The risk of loss to a long-term investor is the chance you will lose all your money.
That is a possibility. It has happened to many people before and it will happen to many people again.
You could purchase a stock or bond and the value of that investment could decline to zero. Remember Nortel?
The best protection is to own a diversified portfolio consisting of many different asset classes. You will still experience volatility, however, it is unlikely that a diversified portfolio of hundreds, or thousands, of different investments will lose all of its value.
- Two – Conservatively assess the likelihood of any exposure actually causing a loss and the probable cost if it does.
In this case, you can let history be your guide. Review the past performance of asset classes to give you some understanding of the degree of volatility that has occurred.
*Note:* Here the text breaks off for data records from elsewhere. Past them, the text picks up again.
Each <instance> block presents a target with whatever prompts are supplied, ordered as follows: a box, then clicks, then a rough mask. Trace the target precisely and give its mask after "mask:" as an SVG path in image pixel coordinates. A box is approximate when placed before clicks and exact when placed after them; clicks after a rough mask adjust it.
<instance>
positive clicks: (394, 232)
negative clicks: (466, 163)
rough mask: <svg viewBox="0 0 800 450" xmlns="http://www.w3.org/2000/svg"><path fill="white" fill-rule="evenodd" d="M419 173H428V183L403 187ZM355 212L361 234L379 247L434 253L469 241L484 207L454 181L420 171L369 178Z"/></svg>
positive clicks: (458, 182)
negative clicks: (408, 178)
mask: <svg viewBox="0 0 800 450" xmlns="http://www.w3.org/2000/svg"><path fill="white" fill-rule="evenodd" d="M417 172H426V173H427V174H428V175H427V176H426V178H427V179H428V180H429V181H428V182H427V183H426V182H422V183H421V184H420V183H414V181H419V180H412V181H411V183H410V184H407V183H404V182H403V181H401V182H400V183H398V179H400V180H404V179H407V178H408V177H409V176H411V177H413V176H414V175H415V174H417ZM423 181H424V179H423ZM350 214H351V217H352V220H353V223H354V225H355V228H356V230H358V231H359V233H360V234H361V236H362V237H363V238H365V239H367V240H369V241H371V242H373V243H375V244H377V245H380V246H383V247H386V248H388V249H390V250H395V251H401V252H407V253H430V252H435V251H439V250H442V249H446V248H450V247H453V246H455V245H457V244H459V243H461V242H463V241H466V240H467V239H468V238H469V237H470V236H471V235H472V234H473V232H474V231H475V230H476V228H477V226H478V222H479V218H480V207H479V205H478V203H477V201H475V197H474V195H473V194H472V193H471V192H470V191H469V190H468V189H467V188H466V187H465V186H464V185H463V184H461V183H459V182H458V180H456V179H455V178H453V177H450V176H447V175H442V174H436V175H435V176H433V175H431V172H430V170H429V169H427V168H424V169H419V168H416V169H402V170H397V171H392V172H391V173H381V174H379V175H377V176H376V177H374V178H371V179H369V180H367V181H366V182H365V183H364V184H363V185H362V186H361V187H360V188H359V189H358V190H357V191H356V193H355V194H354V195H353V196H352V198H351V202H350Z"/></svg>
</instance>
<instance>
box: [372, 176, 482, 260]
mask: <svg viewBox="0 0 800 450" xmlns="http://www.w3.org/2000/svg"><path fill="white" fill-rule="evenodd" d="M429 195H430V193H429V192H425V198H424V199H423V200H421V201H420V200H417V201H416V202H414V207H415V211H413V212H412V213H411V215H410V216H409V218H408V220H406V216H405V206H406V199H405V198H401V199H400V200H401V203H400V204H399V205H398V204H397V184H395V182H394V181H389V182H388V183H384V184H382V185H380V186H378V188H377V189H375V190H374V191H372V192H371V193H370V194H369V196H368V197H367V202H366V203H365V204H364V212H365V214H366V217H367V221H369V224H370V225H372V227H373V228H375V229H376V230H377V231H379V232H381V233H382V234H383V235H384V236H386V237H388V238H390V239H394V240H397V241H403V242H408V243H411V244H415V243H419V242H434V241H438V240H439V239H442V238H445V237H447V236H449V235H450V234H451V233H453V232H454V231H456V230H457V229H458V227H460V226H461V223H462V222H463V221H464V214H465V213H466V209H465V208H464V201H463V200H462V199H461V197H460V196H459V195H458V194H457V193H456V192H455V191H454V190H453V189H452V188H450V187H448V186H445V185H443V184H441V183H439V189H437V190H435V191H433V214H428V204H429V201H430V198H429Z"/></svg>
Studying past volatility of an asset class, for example Canadian stocks or U.S. stocks, gives you some sense of what you might anticipate in the future.
Set a premium
- Three – Set a premium that, on average, will deliver a profit after both prospective loss costs and operating expenses are covered.
The key word is profit. If you have a diversified portfolio the probability of a profit is fairly high, if you continue to hold your investments for the long-term.
There is risk to investing in just one stock or a concentrated holdings of a few stocks because if any one security declines significantly in value because of a business failure then you might not have the ability to recover your investment.
Diversification is key. Follow the principle of safety in numbers and avoid the temptation to invest in just a few securities.
Be willing to walk away
- Four – Be willing to walk away if the appropriate premium can’t be obtained.
There is no such thing as an investment that is too good to be true. Sometimes specific investments are oversold because of their “fantastic” upside.
For example a few years ago when the price of oil was several times higher than it is today some people might have been tempted to over invest in an oil-based security.
That can be a good lesson to the perils of not diversifying. Investors cannot afford to take excess risk and often the best solution is to not make an investment in the first place.
Follow these four pieces of advice on investing and you are more likely to have positive results.